The concert, which would have ended a weekend of celebration of the achievements of The Crown Prince of Reggae, Dennis Emanuel Brown, was precursed with a wreath-laying ceremony at his graveside at the National Heroes Park yesterday on the anniversary of his birth.
The celebrations were to have continued tomorrow but 11th-hour sponsorship cancellations have put a damper on that.
Initially, a Dennis Brown Symposium was planned for Liberty Hall, 76 King Street, with close associates and family of the late Crown Prince, Mutabaruka and Julian 'Jingles' Reynolds.
That will not happen.
The symposium, along with the concert later in the day, would have cost somewhere in the region of $4 million.
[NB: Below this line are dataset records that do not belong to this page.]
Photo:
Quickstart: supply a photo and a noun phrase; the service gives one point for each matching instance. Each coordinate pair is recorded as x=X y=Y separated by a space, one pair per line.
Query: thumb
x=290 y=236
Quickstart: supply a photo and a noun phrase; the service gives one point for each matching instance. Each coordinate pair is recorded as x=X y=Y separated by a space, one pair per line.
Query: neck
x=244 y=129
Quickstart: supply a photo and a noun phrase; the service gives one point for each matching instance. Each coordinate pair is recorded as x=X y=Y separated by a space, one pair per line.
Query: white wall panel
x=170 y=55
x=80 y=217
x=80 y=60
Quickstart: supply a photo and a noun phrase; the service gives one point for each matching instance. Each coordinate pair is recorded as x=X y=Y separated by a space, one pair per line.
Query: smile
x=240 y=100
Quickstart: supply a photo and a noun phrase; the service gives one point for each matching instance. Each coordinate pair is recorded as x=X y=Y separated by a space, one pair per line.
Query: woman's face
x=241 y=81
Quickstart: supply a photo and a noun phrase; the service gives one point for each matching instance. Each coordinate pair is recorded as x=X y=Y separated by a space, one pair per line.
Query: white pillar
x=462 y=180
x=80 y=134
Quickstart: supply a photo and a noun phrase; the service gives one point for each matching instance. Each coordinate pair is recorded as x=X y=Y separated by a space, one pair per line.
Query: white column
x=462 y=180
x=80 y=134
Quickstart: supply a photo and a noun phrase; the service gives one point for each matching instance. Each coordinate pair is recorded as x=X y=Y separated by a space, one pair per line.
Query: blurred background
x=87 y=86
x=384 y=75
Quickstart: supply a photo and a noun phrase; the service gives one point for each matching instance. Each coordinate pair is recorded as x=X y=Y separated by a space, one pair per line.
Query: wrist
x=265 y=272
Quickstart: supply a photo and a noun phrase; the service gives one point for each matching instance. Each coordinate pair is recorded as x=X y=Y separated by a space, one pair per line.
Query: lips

Reynolds, the chairman of Sounds and Pressure, which organises the annual concerts along with the Jamaica Reggae Industry Association (JaRIA), the Dennis Brown Trust, and Leggo Records, was almost inconsolable about having to make the announcement late last evening.
"Sponsorships that were expected were not fulfilled up until this morning," said Jingles.
Some sponsorship did come in but the figure, to be received in cash and kind, would only have amounted to approximately a quarter of what was needed.
"As chairman of Sounds and Pressure, and on behalf of the other organising members, I would like to apologise to the thousands of Dennis Brown fans," said Reynolds.
"Those who have visited the country, and to the media who are here just for the event, some persons even stayed over from Jazz for this, I must especially say sorry."
Hope still abounds
But even in the middle of what could be seen as a disaster for the Dennis Brown celebrations, hope still abounds.
"If the sponsorship we were expecting does happen to come in, we are hopeful that we may still be able to do it this month - Reggae Month," said Reynolds, who went on to thank the sponsors who were able to still fulfil commitments they had made.
Hosting the event in downtown Kingston has been a deliberate move by the organisers of the Dennis Brown celebrations, and according to Jingles, this is not likely to change.
"Sounds and Pressure's commitment to the idea of downtown Kingston being the centre of Jamaica's culture and entertainment remains," said Jingles.
In the meantime, Reggae Month activities, including the start of the Grounation series at The Institute of Jamaica tomorrow, continue.
In fact, Reggae Month activities, which began yesterday, is being streamed live over the Internet.
The availability of the stream, which can be found at www.jariajamaica.com, was announced in a press release from JaRIA.